We can conclude the below points from the graph:
1.Most rejection of loans came from purpose 'repairs'.
2.We have almost equal number of approves and rejection for Medicine,Every day expenses and education
purposes.

In [None]:
# Distribution of contract status

sns.set_style('whitegrid')
sns.set_context('talk')

plt.figure(figsize=(15,30))
plt.rcParams["axes.labelsize"] = 20
plt.rcParams['axes.titlesize'] = 22
plt.rcParams['axes.titlepad'] = 30
plt.xticks(rotation=90)
plt.yscale('log')
plt.title('Distribution of purposes with target ')
ax = sns.countplot(data = Merged_data, x= 'NAME_CASH_LOAN_PURPOSE', 
                   order=Merged_data['NAME_CASH_LOAN_PURPOSE'].value_counts().index,hue = 'TARGET',palette='husl') 

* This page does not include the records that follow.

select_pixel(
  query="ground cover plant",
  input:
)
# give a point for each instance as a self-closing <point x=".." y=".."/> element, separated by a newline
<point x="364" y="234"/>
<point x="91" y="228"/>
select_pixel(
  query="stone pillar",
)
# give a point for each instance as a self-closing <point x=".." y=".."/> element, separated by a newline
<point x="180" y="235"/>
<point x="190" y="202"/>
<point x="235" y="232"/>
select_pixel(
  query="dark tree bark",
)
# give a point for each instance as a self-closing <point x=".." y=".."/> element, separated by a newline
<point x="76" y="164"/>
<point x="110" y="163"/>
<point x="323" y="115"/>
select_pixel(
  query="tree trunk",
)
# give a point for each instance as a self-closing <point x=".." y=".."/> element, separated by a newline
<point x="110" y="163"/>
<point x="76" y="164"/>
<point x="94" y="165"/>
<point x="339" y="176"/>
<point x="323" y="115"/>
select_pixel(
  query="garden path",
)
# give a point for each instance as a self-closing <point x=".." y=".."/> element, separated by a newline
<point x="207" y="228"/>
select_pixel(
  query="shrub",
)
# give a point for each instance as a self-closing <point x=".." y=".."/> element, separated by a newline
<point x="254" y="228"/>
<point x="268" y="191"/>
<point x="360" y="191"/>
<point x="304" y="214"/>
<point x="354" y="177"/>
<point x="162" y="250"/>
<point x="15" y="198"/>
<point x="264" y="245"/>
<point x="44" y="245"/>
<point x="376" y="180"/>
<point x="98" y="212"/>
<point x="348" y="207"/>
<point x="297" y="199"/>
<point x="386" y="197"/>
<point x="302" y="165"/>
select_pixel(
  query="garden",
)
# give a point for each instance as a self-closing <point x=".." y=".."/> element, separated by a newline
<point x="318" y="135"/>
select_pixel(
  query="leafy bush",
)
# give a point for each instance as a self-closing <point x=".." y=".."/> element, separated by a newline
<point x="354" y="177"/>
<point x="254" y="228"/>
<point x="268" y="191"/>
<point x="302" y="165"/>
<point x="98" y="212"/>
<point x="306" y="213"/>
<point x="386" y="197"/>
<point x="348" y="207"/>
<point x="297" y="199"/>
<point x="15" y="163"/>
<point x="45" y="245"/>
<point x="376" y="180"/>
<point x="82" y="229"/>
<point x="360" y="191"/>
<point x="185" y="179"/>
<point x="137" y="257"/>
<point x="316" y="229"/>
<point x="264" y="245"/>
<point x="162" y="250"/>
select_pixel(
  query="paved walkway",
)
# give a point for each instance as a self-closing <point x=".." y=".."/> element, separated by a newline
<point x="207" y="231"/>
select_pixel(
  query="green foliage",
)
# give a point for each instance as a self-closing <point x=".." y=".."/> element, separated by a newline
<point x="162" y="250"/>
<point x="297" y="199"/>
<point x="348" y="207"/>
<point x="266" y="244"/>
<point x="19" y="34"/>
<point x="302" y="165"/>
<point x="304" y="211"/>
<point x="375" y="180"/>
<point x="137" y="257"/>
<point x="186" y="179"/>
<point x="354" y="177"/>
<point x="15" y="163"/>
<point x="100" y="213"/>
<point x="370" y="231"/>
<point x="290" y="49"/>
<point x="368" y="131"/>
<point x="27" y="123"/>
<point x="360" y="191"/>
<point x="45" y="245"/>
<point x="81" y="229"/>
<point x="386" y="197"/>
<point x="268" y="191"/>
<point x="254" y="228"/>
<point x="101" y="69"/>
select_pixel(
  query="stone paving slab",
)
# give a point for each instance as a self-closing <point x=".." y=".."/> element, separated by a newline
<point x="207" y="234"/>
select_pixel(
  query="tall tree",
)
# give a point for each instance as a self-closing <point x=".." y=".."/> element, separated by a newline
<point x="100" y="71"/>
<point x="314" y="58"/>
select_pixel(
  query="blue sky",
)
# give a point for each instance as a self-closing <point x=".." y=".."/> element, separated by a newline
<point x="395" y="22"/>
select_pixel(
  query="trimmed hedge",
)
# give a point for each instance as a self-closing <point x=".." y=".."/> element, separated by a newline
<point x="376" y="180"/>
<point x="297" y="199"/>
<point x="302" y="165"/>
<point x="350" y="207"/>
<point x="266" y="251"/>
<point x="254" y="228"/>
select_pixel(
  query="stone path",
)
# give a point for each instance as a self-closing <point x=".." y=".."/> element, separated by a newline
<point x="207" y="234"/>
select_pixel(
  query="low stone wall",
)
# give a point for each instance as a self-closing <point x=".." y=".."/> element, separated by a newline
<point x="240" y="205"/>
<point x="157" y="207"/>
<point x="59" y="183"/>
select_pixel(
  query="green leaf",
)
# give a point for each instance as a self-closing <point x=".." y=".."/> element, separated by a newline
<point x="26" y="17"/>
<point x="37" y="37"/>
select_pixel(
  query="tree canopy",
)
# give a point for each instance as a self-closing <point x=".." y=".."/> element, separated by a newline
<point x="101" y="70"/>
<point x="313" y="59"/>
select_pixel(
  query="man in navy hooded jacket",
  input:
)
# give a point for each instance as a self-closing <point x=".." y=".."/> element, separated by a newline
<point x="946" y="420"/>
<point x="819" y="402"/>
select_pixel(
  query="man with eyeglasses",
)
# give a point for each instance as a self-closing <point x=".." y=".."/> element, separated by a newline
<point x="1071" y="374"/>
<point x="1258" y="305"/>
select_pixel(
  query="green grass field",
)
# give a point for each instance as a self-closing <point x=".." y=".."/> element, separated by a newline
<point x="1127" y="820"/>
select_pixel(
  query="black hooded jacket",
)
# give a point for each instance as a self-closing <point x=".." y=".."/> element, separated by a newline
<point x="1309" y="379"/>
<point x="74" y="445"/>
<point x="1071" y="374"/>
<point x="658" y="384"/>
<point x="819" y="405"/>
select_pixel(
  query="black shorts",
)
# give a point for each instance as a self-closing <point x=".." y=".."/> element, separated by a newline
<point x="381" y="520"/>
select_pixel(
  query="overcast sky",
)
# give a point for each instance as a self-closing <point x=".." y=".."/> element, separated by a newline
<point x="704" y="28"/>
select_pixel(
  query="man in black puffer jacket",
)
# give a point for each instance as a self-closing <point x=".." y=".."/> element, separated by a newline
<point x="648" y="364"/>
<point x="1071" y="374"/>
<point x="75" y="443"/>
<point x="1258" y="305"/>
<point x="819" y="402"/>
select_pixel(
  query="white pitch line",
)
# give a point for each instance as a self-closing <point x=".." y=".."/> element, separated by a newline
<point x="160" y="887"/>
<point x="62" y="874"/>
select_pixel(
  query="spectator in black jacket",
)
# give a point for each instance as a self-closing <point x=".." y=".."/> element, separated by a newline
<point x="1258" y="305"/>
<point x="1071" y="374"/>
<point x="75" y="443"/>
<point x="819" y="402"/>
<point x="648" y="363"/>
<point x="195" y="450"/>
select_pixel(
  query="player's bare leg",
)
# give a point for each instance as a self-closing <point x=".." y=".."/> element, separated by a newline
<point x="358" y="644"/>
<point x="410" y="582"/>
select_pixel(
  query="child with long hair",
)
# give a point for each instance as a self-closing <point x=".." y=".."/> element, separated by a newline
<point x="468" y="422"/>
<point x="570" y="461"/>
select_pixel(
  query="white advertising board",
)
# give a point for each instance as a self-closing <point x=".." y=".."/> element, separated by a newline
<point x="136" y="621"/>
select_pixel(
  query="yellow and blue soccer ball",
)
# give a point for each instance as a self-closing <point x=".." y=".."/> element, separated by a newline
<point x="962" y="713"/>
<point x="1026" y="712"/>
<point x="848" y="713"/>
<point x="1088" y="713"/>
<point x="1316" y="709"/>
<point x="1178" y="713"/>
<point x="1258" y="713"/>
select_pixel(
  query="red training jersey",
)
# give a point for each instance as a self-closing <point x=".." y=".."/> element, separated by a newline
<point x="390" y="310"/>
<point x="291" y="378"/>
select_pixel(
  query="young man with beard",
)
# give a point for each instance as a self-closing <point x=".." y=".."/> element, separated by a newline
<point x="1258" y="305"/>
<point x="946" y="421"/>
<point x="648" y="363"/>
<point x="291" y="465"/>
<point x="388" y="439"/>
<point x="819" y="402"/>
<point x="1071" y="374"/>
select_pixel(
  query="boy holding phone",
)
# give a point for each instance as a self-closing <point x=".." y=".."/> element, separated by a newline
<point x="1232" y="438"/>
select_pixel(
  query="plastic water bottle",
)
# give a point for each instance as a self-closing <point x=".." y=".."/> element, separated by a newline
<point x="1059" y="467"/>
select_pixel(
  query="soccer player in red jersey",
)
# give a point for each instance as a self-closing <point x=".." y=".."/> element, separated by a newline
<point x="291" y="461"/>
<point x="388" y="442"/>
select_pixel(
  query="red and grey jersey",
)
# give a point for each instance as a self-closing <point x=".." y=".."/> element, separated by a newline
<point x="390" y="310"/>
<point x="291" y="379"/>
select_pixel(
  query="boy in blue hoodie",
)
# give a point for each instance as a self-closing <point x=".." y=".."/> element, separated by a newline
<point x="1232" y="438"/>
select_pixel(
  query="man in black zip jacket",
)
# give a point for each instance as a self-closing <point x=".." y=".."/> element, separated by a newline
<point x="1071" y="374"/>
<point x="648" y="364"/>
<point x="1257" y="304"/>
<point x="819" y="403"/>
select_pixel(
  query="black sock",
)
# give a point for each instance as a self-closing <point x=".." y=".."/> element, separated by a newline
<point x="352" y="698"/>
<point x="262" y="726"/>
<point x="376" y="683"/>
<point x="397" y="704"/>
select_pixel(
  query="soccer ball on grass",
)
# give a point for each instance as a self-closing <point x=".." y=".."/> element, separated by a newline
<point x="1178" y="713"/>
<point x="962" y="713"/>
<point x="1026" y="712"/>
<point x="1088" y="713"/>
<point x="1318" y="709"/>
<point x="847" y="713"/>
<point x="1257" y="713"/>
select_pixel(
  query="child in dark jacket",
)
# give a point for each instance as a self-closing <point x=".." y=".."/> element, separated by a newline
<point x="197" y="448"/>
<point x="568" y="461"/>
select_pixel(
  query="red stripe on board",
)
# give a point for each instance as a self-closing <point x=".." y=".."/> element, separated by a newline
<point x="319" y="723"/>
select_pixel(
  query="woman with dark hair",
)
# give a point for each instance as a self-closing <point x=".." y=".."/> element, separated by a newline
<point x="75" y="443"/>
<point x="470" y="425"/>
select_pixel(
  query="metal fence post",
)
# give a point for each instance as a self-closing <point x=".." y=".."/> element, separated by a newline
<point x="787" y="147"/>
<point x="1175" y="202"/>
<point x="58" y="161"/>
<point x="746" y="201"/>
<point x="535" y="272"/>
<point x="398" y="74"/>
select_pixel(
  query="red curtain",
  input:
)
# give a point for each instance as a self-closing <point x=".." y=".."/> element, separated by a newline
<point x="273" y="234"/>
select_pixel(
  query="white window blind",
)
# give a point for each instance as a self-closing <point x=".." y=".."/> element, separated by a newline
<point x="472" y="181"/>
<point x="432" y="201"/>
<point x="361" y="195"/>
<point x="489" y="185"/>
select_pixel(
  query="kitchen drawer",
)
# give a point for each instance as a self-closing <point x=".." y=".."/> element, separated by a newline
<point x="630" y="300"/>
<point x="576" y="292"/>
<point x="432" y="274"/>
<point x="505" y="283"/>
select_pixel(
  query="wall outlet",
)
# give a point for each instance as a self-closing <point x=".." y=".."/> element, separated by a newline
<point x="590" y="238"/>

we can conclude from above plot that  Loan purposes with 'Repairs' are facing more difficulites in payment on time.


**Performing bivariate analysis**

In [None]:
# Box plotting for Credit amount prev vs Housing type in logarithmic scale

#plt.figure(figsize=(16,12))
#plt.xticks(rotation=90)
#sns.barplot(data =Merged_data, y='AMT_CREDIT_PREV',hue='TARGET',x='NAME_HOUSING_TYPE',palette='husl')
sns.catplot(x="NAME_HOUSING_TYPE", y="AMT_CREDIT_PREV", hue="TARGET", data=Merged_data, kind="violin",height=6,aspect=4,palette='husl')
plt.title('Prev Credit amount vs Housing type')
plt.show()

So, we can conclude that bank should avoid giving loans to the housing type of co-op apartment as they are having difficulties in payment.